There are two ways of making a string constant, and your technique only works on the first one. The first one makes an array of characters which you can get the size of at compile time, and the other creates a pointer to an array of characters.

char samplestring[] = "hello";
char * samplestring = "hello";

Trying to take the size of the second case the way you're doing it just gives you the size of a pointer. On a 32-bit build the size of a pointer is 4 characters, i.e. a pointer takes the same amount of memory as 4 characters.

The following will always give the correct length for a properly null-terminated string, but it's slower.

mysize = strlen(samplestring);

4 isn't the size of the string, because samplestring isn't a string. It's a char*, whose size is (on your platform) 4, divided by 1 (size of char) is, correctly, 4.

In C++, you'd use std::string and the length() method.

In C, you'd use strlen which takes as parameter a NULL-terminated char pointer.

The sizeof of an element returns the size of the memory allocated for that object. In your example the string is probably declared somewhere as

samplestring[4]

In which case the size of the memory is 4. The method you probably want in your application is

strlen(samplestring);

Which returns the size of the null terminated string (without the termination)

you are asking the size of a pointer on a char. So I guess you're using a 32bit system.

If you're using C++, use std::string :

std::string samplestring("Hello world");
std::cout << samplestring.size() << std::endl;

First of all, sizeof(samplestring[0]) is the same as sizeof(*samplestring), they're both returning the size of the first element of the samplestring array. And, assuming samplestring is an array of chars, sizeof(char) is defined to be 1.

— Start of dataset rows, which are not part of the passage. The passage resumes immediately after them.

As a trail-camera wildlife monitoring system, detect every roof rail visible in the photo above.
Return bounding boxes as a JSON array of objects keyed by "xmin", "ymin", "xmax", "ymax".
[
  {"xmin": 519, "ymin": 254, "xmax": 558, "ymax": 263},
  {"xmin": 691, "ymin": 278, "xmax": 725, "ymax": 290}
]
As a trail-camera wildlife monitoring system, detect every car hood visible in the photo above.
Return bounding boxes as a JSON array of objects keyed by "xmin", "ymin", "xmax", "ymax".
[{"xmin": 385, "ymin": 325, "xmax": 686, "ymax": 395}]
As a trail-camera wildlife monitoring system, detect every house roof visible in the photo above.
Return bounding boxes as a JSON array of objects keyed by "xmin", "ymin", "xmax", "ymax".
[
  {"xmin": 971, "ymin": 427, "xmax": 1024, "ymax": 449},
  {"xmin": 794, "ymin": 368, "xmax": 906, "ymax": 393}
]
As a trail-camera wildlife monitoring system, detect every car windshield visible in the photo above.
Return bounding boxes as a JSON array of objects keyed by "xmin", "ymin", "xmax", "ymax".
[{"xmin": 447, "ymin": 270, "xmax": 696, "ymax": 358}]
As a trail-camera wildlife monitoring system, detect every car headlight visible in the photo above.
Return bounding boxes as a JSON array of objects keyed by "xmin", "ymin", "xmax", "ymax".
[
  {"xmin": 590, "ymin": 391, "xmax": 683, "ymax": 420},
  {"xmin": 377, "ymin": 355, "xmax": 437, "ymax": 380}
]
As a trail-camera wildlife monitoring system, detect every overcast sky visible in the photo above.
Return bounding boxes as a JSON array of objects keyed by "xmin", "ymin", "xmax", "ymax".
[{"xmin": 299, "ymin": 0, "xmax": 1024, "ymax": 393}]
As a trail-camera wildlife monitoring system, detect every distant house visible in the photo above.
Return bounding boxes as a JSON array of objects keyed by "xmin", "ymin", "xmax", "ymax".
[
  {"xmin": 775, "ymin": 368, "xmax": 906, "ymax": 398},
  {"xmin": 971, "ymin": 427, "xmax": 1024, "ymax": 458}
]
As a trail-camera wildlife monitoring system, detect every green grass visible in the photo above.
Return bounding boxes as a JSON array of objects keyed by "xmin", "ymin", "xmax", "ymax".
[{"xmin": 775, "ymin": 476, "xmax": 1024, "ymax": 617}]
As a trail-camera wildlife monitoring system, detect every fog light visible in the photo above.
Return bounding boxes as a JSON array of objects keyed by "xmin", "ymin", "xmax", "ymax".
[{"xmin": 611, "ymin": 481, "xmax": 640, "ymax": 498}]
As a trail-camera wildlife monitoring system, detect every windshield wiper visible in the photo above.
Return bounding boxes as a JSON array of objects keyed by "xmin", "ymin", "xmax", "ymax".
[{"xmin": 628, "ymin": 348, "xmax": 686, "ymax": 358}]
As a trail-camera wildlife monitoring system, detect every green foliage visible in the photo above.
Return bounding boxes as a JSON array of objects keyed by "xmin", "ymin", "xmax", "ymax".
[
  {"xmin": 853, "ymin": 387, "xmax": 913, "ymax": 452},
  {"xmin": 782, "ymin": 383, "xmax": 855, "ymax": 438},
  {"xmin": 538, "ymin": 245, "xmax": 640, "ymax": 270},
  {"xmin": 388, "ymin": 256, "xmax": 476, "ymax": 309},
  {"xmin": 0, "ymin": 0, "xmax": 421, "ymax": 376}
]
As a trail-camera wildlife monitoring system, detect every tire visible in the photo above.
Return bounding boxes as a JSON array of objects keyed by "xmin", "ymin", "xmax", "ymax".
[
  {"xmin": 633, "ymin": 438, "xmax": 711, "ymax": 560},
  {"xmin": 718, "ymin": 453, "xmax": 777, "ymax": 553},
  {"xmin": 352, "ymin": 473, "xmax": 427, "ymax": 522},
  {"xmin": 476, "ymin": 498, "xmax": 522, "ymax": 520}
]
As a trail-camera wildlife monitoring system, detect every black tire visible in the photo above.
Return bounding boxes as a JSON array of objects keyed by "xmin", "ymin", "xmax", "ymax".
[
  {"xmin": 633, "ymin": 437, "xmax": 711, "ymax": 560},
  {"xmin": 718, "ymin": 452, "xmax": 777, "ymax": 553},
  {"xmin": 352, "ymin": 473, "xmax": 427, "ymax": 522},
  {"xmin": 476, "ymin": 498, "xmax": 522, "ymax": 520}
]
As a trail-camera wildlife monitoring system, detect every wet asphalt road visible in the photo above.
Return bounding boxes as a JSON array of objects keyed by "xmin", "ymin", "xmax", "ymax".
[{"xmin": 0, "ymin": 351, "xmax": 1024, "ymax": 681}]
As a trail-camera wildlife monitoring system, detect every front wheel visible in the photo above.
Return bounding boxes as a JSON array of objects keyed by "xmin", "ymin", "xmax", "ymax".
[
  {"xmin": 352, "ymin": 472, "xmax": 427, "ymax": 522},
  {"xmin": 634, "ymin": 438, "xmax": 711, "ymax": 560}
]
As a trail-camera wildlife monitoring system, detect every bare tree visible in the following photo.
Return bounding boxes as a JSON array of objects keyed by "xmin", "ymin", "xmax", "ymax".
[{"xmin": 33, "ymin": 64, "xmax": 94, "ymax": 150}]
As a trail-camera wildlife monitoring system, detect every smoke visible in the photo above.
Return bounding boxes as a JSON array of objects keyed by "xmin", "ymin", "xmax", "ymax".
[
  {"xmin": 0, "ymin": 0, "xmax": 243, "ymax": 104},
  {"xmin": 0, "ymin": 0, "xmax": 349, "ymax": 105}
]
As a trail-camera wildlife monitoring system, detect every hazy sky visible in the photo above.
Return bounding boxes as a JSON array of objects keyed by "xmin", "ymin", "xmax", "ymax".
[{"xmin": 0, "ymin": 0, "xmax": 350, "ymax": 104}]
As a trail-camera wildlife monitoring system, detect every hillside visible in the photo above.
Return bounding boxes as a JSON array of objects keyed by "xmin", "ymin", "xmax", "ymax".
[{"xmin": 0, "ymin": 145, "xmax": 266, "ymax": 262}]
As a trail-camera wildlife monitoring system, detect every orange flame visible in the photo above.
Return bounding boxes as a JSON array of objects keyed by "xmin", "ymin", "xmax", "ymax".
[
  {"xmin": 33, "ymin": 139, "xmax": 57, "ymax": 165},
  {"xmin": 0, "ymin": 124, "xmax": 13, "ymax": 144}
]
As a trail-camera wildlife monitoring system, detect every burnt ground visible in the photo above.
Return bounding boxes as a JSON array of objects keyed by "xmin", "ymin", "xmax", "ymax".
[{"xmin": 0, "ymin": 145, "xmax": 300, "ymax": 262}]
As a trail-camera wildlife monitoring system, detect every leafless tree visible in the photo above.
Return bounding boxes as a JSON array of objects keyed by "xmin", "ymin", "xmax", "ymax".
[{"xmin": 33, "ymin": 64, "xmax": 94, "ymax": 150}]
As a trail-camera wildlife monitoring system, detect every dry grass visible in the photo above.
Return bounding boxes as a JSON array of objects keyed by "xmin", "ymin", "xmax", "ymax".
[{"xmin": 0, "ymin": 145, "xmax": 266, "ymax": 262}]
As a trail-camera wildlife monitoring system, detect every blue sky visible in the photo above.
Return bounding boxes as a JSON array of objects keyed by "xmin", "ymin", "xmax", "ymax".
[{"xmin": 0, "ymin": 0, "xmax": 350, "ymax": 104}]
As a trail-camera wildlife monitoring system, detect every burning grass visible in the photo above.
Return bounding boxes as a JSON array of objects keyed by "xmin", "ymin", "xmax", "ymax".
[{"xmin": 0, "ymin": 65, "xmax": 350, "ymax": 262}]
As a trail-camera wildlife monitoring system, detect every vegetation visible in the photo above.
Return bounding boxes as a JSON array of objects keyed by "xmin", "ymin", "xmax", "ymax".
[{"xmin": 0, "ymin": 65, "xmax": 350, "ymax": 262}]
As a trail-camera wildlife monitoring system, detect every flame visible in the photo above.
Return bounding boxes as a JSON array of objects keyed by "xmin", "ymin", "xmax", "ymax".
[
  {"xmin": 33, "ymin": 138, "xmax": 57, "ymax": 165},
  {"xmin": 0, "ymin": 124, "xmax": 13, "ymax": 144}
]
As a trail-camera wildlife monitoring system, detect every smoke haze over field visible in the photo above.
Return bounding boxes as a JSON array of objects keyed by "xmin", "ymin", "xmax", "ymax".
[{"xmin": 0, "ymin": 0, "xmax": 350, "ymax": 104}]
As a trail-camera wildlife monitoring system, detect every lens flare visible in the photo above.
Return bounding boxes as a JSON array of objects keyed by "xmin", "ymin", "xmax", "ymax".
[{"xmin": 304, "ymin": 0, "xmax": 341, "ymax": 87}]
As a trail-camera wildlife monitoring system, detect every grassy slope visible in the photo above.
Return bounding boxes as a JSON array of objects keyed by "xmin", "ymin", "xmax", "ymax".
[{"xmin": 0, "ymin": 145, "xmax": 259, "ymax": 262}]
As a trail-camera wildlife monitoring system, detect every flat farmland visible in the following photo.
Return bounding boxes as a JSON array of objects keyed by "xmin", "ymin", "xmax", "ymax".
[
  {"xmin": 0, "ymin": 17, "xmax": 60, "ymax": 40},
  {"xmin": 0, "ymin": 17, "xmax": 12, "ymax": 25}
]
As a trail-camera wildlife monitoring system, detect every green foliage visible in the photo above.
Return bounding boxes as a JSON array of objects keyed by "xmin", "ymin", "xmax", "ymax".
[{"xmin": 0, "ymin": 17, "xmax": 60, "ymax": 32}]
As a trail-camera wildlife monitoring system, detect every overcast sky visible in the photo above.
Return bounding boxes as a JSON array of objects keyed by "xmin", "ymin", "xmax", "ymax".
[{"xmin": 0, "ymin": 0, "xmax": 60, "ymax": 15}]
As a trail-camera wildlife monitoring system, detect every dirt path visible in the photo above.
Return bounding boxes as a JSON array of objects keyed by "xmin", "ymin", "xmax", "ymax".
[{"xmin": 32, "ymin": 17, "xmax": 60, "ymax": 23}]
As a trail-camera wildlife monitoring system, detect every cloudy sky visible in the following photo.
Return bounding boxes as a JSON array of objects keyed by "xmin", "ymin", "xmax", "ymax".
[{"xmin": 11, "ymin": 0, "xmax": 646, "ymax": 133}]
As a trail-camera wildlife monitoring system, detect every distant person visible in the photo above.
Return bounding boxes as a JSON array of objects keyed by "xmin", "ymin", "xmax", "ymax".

You haven't shown how samplestring is declared. It could be one of the following:

char const *samplestring = "Hello, World!";

or

char *samplestring = malloc( ... );

or

char samplestring[10];

In the first 2 cases the type of samplestring is char *, so sizeof(samplestring) returns sizeof(char *), which, on your platform is 4.

In the third case, the type of samplestring is char[10] (array of 10 chars), but if you call a function that takes a char * as its parameter, the char array will decay to a pointer pointing to the first element of the array. In this case, trying to print sizeof within the function will still result in the size of a pointer being printed.

If you want the size of the original array to be printed from within the function, then the function parameter needs to be a pointer to the original array type (and the type includes size of the original array).

#include <stdio.h>

void foo( char (*arr)[42] )
{
  printf( "%u", (unsigned)sizeof(*arr) );
}

int main()
{
  char arr[42];
  foo( &arr );

  return 0;
}  

Output:

42

This fixes the size of the array that can be passed to the function and is not desirable in a lot of cases. The only other solution is to keep track of the array yourself (or use strlen if you have a NULL terminated string).

It looks as though you have a pointer, not an array. Arrays are converted to pointers when the program requires it, so you'd get:

size_t size(char * p) { // p is a pointer
    return sizeof(p) / sizeof(*p); // size of pointer
}

size_t size(char p[]) { // p is also a pointer        
    return sizeof(p) / sizeof(*p); // size of pointer
}

although, since sizeof (char) == 1, the division is redundant here; if the pointer were to a larger type, then you'd get a differently unexpected result.

In C++ (but obviously not C), you can deduce the size of an array as a template parameter:

template <typename T, size_t N>
size_t size(T (&)[N]) {
    return N;  // size of array
}

or you can use classes such as std::vector and std::string to keep track of the size.

In C, you can use strlen to find the length of a zero-terminated string, but in most cases you'll need to keep track of array sizes yourself.